Tracing the roots and concepts of ISA
Joined-up Government in public sector reform
For almost two decades, the JUG and Whole of Government approaches have been implemented, tested and tried in many countries. The JUG model evolved under New Labour in Britain in the 1990s and was subsequently adopted in other settings: Australia, New Zealand, Canada, Sweden, USA (Ling, 2002), Norway (Christensen et al., 2014) and the Netherlands (Karré et al., 2013).
‘Joined-up-government’ is the term used to capture the changing nature of the central government and state, traditionally structured to work in ‘siloes’, ‘cages’ or ‘chimneys’ (Flinders, 2002) manner and not equipped to deal with cross-boundary issues. This JUG approach is sometimes also referred as to ‘post-New Public Management reform’ (Christensen and Lægreid, 2007). Whereas the era of New Public Management promoted silos and pillars of public sector institutions, focusing on ‘single-purpose organizations’ (Flinders, 2002), the JUG era refocused on building a strong unified set of values and collaboration among public servants. It overlaps to a great extent with the ‘Whole- of-Government’ approach used in Australia (Christensen and Lægreid, 2007) focusing on the dynamics of interaction between institutions, and ensuring challenges related to control, coordination and accountability.

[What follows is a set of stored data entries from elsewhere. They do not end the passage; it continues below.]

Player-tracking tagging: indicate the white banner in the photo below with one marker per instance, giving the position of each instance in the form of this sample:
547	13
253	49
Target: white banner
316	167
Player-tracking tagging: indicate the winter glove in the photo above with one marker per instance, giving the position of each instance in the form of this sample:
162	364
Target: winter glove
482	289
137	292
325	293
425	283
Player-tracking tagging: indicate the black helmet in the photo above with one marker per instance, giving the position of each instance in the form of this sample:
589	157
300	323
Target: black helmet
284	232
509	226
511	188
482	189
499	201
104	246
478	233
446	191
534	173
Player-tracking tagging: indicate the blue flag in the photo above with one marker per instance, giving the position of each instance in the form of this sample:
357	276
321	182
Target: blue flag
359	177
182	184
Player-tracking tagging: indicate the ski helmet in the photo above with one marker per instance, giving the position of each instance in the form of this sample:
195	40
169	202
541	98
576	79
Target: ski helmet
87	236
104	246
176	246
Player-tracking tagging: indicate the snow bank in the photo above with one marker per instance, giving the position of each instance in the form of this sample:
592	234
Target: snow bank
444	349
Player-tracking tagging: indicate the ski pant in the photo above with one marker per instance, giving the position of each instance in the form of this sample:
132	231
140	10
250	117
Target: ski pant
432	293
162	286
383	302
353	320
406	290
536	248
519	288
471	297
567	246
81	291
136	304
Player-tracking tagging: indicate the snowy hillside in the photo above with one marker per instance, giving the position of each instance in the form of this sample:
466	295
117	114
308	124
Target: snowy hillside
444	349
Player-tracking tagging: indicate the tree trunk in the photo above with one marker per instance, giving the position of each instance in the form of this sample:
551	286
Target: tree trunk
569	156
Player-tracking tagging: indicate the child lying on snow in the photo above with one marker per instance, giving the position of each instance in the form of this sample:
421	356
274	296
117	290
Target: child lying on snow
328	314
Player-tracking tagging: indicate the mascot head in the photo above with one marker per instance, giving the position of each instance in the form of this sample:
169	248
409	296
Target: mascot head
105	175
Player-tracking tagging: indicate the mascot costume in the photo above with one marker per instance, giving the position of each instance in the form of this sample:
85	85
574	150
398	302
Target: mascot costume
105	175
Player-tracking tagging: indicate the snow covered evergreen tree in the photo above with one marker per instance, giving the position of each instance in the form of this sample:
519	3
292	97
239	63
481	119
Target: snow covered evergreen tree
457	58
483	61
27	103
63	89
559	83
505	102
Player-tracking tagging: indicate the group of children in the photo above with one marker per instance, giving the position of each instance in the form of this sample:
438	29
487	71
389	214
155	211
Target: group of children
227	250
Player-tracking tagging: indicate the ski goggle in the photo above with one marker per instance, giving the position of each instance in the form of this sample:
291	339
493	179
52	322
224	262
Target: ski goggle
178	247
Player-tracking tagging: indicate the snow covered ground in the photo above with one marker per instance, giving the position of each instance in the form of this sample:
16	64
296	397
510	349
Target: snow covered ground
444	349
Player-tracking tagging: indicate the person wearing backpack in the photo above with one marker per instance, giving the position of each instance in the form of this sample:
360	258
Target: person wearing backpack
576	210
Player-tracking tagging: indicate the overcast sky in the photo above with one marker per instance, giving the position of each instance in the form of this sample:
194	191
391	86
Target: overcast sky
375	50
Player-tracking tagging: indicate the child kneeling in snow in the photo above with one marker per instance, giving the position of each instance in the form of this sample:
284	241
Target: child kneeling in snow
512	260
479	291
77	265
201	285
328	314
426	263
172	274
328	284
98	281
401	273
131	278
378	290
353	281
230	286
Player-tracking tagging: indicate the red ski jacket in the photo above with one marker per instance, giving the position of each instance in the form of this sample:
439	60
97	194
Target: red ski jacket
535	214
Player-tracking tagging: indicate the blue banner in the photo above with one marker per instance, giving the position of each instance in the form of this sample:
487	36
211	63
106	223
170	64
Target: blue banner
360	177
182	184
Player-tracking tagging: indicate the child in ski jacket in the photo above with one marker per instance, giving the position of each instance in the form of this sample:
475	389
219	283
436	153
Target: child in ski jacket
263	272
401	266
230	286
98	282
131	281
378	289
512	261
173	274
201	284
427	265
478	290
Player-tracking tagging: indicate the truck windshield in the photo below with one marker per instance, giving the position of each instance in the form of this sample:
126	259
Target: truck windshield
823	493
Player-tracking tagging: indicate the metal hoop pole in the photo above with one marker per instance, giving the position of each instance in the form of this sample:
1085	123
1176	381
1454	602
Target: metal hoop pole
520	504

Collaborative governance in environmental research
Research on joint working and collaborative (Emerson, 2015) or ‘networked’ (Stoker, 2006)or ‘multi-level’ (Bache et al., 2016) governance in recent years has intensified, spurred in part by the United Nations-Reducing Emissions from Deforestation and Degradation (UN-REDD+) programme and other collaborative multisectoral partnerships within the context of climate change (Howes et al., 2015; Ravikumar et al., 2015; Korhonen-Kurki et al., 2016; Pardoe et al., 2017). The REDD+ mechanism was proposed under the United National Framework Convention on Climate Change (UNFCCC), promoting technical assistance and capacity building initiatives and policy-related advice for implementation (Corbera and Schroeder, 2011; Thompson et al., 2011). Research on collaborative governance was also accompanied by a better understanding of power dynamics and interests among different stakeholders. Environmental research stresses the need for multi-actor engagement; that is, the need to engage with civil society, indigenous groups and forest-dependent communities as they are mostly affected by the implementation in this policy domain. Responsiveness to multiple stakeholders remains a balancing act, as priorities and tensions arise and it is difficult to build consensus with competing views (Fujisaki et al., 2016). Other challenges include the poor alignment of institutional boundaries and the blurring of accountability (Korhonen-Kurki et al., 2016), a common problem in multi-actor partnerships. As well, climate change adaptation and disaster risk management require an adaptive governance mode which also provides an impetus for the creation of networks (Howes et al., 2015).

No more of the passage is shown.